Agung secara khusus menyoroti pelayanan birokrasi di sejumlah daerah yang dikatakan sudah digital. Namun, yang terjadi di lapangan, proses bisnis perizinannya belum diperbaiki. ”Teknologi informasi yang cuma alat tidak bisa membantu apa pun. Belum lagi ketidaksinkronan antara platform digital yang dibuat pusat dan daerah,” tuturnya.
Analis Kebijakan KPPOD Nathania Riris Michico Tambunan mengatakan, momentum new normal diharapkan dapat membuat pengurusan perizinan lebih cepat, prosedur lebih ringkas dan sederhana, lebih transparan, serta pada akhirnya lebih memiliki kepastian hukum.

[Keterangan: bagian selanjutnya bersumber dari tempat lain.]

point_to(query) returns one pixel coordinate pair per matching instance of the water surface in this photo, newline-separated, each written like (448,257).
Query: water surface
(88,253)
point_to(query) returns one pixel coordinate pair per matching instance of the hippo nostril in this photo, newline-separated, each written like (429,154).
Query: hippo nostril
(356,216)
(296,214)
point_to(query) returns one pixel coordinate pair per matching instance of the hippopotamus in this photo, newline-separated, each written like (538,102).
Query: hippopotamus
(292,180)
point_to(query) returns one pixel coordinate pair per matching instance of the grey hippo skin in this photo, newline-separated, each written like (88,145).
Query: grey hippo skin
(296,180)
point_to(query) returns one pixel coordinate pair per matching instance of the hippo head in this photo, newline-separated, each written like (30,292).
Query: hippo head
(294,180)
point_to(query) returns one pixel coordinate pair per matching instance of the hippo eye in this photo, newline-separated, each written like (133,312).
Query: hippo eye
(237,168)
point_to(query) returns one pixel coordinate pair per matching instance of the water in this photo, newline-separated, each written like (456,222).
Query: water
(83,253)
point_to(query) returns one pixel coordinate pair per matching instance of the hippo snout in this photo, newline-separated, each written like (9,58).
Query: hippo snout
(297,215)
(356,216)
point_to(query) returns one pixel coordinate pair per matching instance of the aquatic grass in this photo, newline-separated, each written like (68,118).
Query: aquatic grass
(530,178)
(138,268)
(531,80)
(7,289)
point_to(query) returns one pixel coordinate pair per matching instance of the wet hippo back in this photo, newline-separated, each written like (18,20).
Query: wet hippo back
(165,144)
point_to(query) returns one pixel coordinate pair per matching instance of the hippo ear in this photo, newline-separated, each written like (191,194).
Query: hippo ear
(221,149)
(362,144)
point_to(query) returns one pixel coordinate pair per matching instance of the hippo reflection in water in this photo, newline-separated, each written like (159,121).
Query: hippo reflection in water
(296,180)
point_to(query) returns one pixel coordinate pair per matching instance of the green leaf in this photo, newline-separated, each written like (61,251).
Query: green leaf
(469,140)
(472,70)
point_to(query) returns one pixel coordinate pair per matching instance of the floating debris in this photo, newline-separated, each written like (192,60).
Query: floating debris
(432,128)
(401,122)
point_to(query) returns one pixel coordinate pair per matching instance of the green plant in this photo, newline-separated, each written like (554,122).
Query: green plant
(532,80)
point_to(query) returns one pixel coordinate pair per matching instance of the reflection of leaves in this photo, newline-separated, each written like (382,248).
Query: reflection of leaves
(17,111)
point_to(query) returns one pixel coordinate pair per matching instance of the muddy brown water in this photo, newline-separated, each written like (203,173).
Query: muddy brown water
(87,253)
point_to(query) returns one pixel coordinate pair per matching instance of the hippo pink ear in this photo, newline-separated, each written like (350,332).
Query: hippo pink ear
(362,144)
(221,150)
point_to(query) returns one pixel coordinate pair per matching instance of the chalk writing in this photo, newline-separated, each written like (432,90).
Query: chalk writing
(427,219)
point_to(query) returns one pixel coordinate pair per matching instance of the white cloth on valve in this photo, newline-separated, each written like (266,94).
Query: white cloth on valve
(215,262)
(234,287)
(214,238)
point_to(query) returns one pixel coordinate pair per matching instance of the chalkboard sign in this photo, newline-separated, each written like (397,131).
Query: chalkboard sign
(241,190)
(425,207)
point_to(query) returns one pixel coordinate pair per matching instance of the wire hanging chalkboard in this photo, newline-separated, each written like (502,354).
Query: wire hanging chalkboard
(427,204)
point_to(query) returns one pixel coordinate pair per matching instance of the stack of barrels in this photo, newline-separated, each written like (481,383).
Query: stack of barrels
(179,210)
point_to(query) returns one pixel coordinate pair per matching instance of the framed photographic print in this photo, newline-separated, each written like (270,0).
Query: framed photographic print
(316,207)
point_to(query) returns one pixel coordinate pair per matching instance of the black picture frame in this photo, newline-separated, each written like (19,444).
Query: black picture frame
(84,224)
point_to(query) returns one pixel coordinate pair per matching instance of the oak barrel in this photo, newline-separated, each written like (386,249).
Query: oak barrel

Lahirnya Undang-Undang Cipta Kerja menjadi solusi dalam mendorong investasi. Kemudian, adanya sistem Perizinan Daring Terpadu dengan Pendekatan Perizinan Berbasis Risiko atau OSS-RBA (online single submission risk-based approach) menjadi jawaban untuk persoalan-persoalan yang selama ini menghambat perizinan di pusat ataupun daerah.
”Namun, sistem dan regulasi yang disiapkan pemerintah pusat ini terlalu canggih (advanced), sedangkan daerah belum siap dan belum mampu untuk mengimplementasikannya. Untuk itu, diperlukan pendampingan dari pemerintah pusat,” kata Michico.